A little while ago, Kevin Drum of Mother Jones -- a very smart and perceptive writer on economic and policy issues -- posed a big question: Why is finance so dominant in the U.S. economy?

How did this happen? Finance isn't a monopoly. In fact, it's one of the most globalized, fluid, and competitive industries on the planet. Why haven't its profits long since been reduced to zero, or close to it? I can understand occasional blips as markets change—CDOs and SIVs get hot for a while, so experts in CDOs and SIVs make a killing—but the overall industry? How has it managed to hold onto such outlandish rents for such a sustained period?
I think we do know a partial answer -- or several partial answers -- to this question.

First, it’s important to point out that when an industry grows as a share of U.S. gross domestic product, it doesn’t always mean that it’s more profitable than before. Profitability could potentially shrink as an industry grows. But in the case of finance, that’s not what’s happened. Here, courtesy of economist Thomas Philippon, is a graph that shows finance’s share of GDP on the vertical y-axis:


As you can see, finance’s slice of the overall economy peaked at more 8 percent in the 2000s.

And here, via University of Connecticut law professor James Kwak, is its share of corporate profits:


One thing we see from these charts is that finance has always been a very profitable industry.
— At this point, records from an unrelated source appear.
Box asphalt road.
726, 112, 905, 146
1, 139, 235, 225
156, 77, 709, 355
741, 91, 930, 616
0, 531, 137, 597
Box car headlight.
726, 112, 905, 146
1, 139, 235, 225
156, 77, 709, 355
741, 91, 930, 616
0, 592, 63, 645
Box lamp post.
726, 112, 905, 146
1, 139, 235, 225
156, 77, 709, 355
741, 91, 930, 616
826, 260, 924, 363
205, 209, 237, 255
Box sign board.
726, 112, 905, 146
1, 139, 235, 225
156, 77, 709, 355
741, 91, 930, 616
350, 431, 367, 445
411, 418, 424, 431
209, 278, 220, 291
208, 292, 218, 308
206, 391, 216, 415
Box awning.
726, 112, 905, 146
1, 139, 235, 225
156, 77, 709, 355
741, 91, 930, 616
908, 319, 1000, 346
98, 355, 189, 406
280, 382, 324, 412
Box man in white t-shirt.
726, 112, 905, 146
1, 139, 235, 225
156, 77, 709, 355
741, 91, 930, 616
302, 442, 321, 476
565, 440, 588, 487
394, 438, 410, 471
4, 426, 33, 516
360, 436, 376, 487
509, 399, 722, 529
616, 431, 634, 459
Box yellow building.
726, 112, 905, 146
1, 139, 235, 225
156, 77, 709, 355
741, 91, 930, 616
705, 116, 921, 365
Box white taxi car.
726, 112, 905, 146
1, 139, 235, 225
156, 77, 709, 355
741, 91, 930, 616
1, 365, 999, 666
In the '60s, when finance was less than 5 percent of the economy, it made 10 percent to 15 percent of the profits, even though it was more tightly regulated than now. That means part of the answer to Drum’s question -- the source of finance’s excess profitability -- might lie in the nature of the industry itself, or how we measure it, rather than in recent events.

But that can only be part of the answer. There are also two other questions. First, why did finance grow so much as a percent of output since 1980? And second, how did it keep being so profitable even as its size ballooned?

Let’s start with the question of why finance has grown so much in recent years. We can get some clues to this by considering which parts of finance have grown. Financial economists Robin Greenwood and David Scharfstein took a look at this back in 2013, and found that the acceleration since 1980 has come from two sources: 1) asset-management fees, and 2) lending to households.

Asset-management fees are middleman costs that all kinds of players in the finance industry charge to move money around. These fees are usually charged as percentages of the assets being managed. The amount of wealth in the U.S. economy has soared since 1980 -- just think of the rises in the housing and stock markets over that time -- meaning that the middlemen in the finance industry have been taking their percentage fees out of a much larger pool of assets. That has increased finance’s share of national income. People also started to put more of their money in asset markets -- where money managers charge percentage fees -- instead of keeping it in banks or government bonds, which don’t.

But why have profits from these middleman fees stayed so high? Why haven’t asset-management charges gone down amid competition? In a recent post, I suggested one answer: people might just be ignoring them. Percentage fees sound tiny -- 1 percent or 2 percent a year. But because that slice is taken off every year, it adds up to truly astronomical amounts. So if people are just ignoring what middlemen skim off the top, because each fee seems small, investors could be handing significant fractions of the country's GDP to the financial sector out of sheer carelessness. That would certainly keep profits high; if many investors pay no attention to what they're being charged, more competition can’t push down those fees.